I think there are two problems with your answer (neither of which is the reason given for deleting it, before, but that's understandable given problem #1).
The first problem is that your argument is really hard to follow. The second problem (if I have in fact successfully figured out what you mean) is that it doesn't resolve the paradox.
Problem 1
It's hard to follow for two reasons. The first, and more important, is that it doesn't state clearly how it supposedly resolves the paradox.
The reason why the paradox feels paradoxical is that it seems that the prisoner is able to prove that if the judge is telling the truth then there's no day on which they could be hanged unexpectedly -- and yet, then they get hanged and they didn't expect it, so it turns out the judge was telling the truth.
In order to resolve the paradox, you need to show that something is wrong with the reasoning described in the paragraph above. Maybe your answer does that, or at least tries to, but you never say explicitly what step in the apparently-paradoxical reasoning it finds a problem with.
The second problem is that it's laid out as a single paragraph and lacks "signposts" indicating how its steps fit together.
I don't know whether I have made my argument clear, above, so let me make it more concrete by offering what I think is a version of your argument that is easier to follow. I am not 100% sure I'm not distorting the argument because, as mentioned above, it's hard to be sure exactly what the argument is.
The point at which the "paradox" supposedly arises is where the prisoner, having proved that if the judge is telling the truth then a hanging on any day would be expected, then gets dragged from his cell on (say) Wednesday to a hanging he didn't in fact expect -- so that the judge was truthful after all.
But I say that his actual hanging wasn't unexpected. After all, the prisoner had already proved that if not already hanged by Tuesday, he must be hanged on Wednesday. And then, having not been hanged by Tuesday, he is hanged on Wednesday. That's the very opposite of "unexpected". He had an actual proof that it must happen!
(It's true that he also had a proof that he wouldn't be hanged on Wednesday, but so what?
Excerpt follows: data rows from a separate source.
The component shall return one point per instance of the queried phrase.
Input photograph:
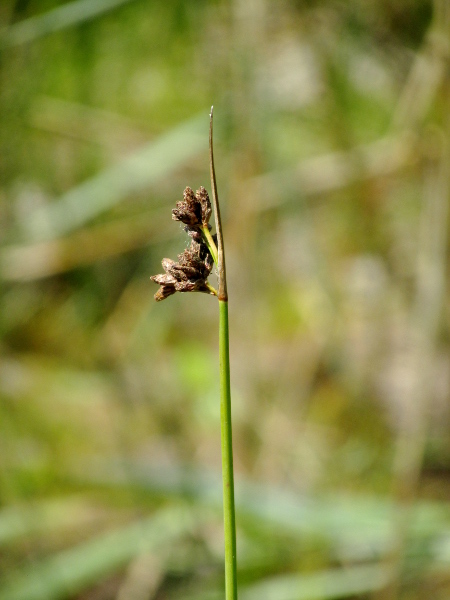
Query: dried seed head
(194, 265)
(194, 210)
(189, 210)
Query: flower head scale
(189, 274)
(194, 210)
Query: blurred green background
(332, 122)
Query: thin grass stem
(225, 395)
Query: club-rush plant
(190, 274)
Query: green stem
(225, 394)
(210, 243)
(227, 455)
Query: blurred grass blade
(73, 570)
(326, 585)
(59, 18)
(40, 518)
(152, 163)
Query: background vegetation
(332, 152)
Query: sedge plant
(190, 274)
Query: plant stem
(210, 243)
(225, 394)
(227, 455)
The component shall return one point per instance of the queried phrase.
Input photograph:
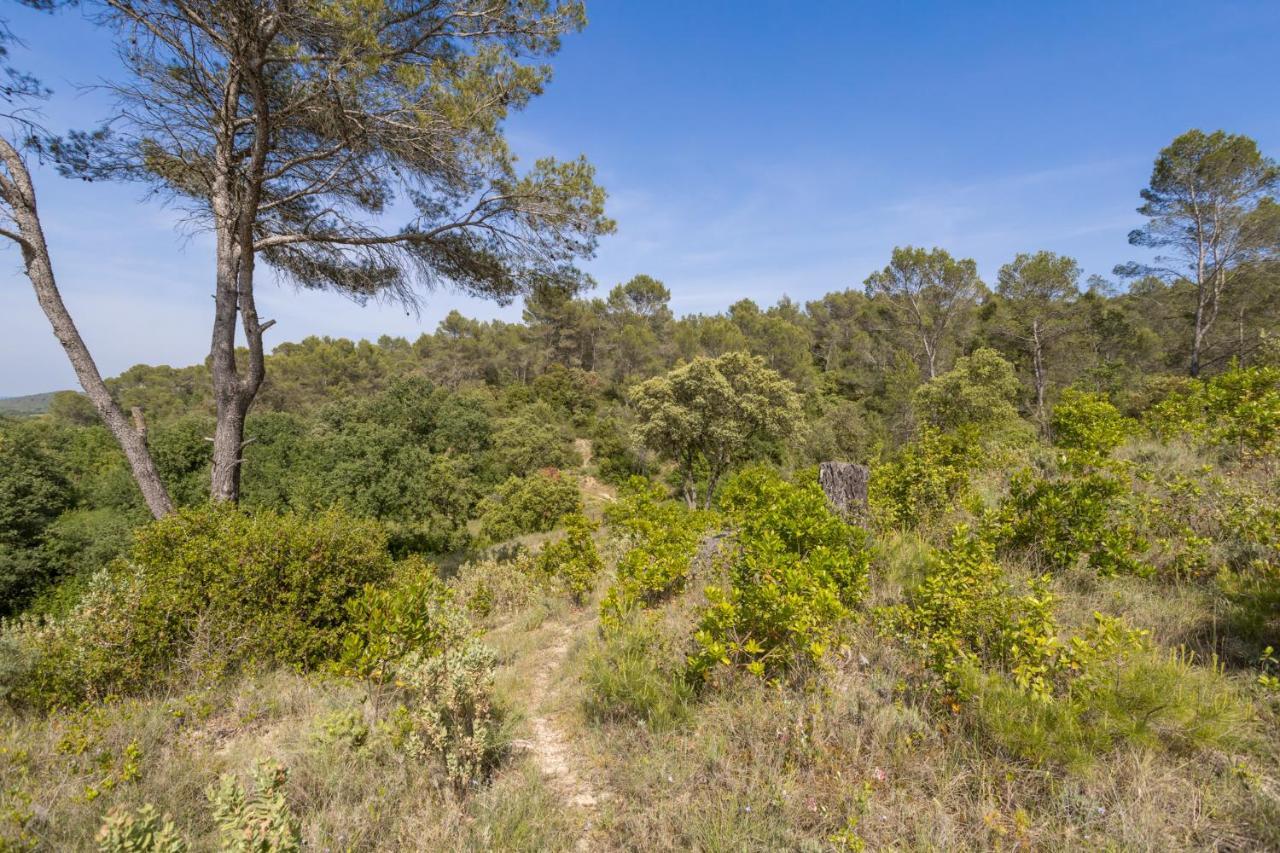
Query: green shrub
(208, 589)
(963, 612)
(414, 612)
(280, 583)
(923, 478)
(572, 560)
(33, 492)
(662, 537)
(257, 820)
(453, 714)
(496, 587)
(1237, 410)
(142, 831)
(1061, 520)
(796, 573)
(1088, 427)
(1123, 694)
(979, 391)
(534, 503)
(533, 441)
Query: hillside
(26, 405)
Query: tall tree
(19, 215)
(1210, 204)
(931, 295)
(1038, 293)
(709, 413)
(292, 129)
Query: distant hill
(28, 405)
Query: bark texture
(845, 486)
(18, 194)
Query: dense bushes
(534, 503)
(572, 560)
(210, 588)
(796, 571)
(1237, 411)
(1001, 657)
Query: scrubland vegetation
(1051, 635)
(572, 583)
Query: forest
(572, 582)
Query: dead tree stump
(845, 487)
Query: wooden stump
(845, 487)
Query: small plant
(257, 820)
(142, 831)
(663, 538)
(452, 711)
(572, 560)
(798, 571)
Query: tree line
(291, 131)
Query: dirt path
(551, 746)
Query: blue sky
(749, 150)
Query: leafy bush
(572, 560)
(1060, 520)
(964, 612)
(798, 571)
(923, 478)
(257, 820)
(1031, 693)
(531, 441)
(142, 831)
(493, 587)
(206, 588)
(452, 711)
(534, 503)
(1088, 427)
(33, 492)
(979, 391)
(635, 673)
(662, 537)
(412, 614)
(1237, 410)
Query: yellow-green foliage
(452, 711)
(142, 831)
(1063, 519)
(636, 673)
(1087, 427)
(979, 391)
(414, 612)
(923, 478)
(257, 820)
(572, 560)
(209, 588)
(1237, 410)
(796, 573)
(492, 587)
(663, 538)
(1045, 699)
I say that if you have a proof that X will happen, then when X happens it is not "unexpected", no matter what other things you also have proofs of.)
So there isn't an unexpected hanging at the end after all, the prisoner was correct to conclude that there wouldn't be one, and there is no paradox, just a judge saying something that (as the prisoner predicted) turned out to be false.
As I say, I'm not 100% sure that the above is a presentation of the same argument as you are making; but I think it probably is, and at any rate I think it's much easier to follow, because it says exactly what it finds wrong with the "paradoxical" reasoning, and makes its argument explicitly.
Problem 2
Having done my best to clarify your argument, I don't find it convincing and don't think it does in fact resolve the paradox.
Your argument depends on a particular notion of what it means for something to be "unexpected" or a "surprise". I don't think that notion matches how these words are actually used in practice, nor is there anything specific to the unexpected-hanging scenario that calls for a nonstandard understanding of the term.
(To be concrete: you say "the hanging on Wednesday is defined not to be a surprise hanging"; no, it isn't. Not by how the word "surprise" is usually used; not by anything in the statement of the paradox.)
Yes, sure, the prisoner had a proof that if the judge was telling the truth (and if the prisoner knew that the judge was telling the truth) and he hadn't been hanged by Tuesday then he must be hanged by Wednesday. So far, so good. But the judge doesn't say "when we knock on your door at noon you will not have a proof that we were going to", he says "when we knock on your door at noon you will be surprised", and those two things are not the same, and simply declaring (as you do) that they are the same doesn't make them so. The story tells us that the prisoner is in fact surprised when the knock-on-the-door actually comes, and nothing in the story makes that difficult for us to believe.
In this case, indeed, the prisoner has a proof of that proposition. But he also has proofs (with the same hypotheses) of a bunch of other things, which add up to a contradiction. As a matter of psychology, when you prove a bunch of mutually contradictory things, it is perfectly possible to then be surprised when one of them turns out to be true. As a matter of mathematics, when you make some assumptions and use them to prove a bunch of mutually contradictory things, the correct conclusion is not that all those things are true, it's that something was wrong with your assumptions.
(In this case, it turns out that the prisoner should drop the assumption that he knows that what the judge said is true, or maybe the assumption that if he can prove that something will happen then he will be unsurprised when it happens; the first of those assumptions turns out to be untrue because he ends up not confident that what the judge said is true, and the second turns out to be untrue because he "proves" several things that turn out to be mutually contradictory.)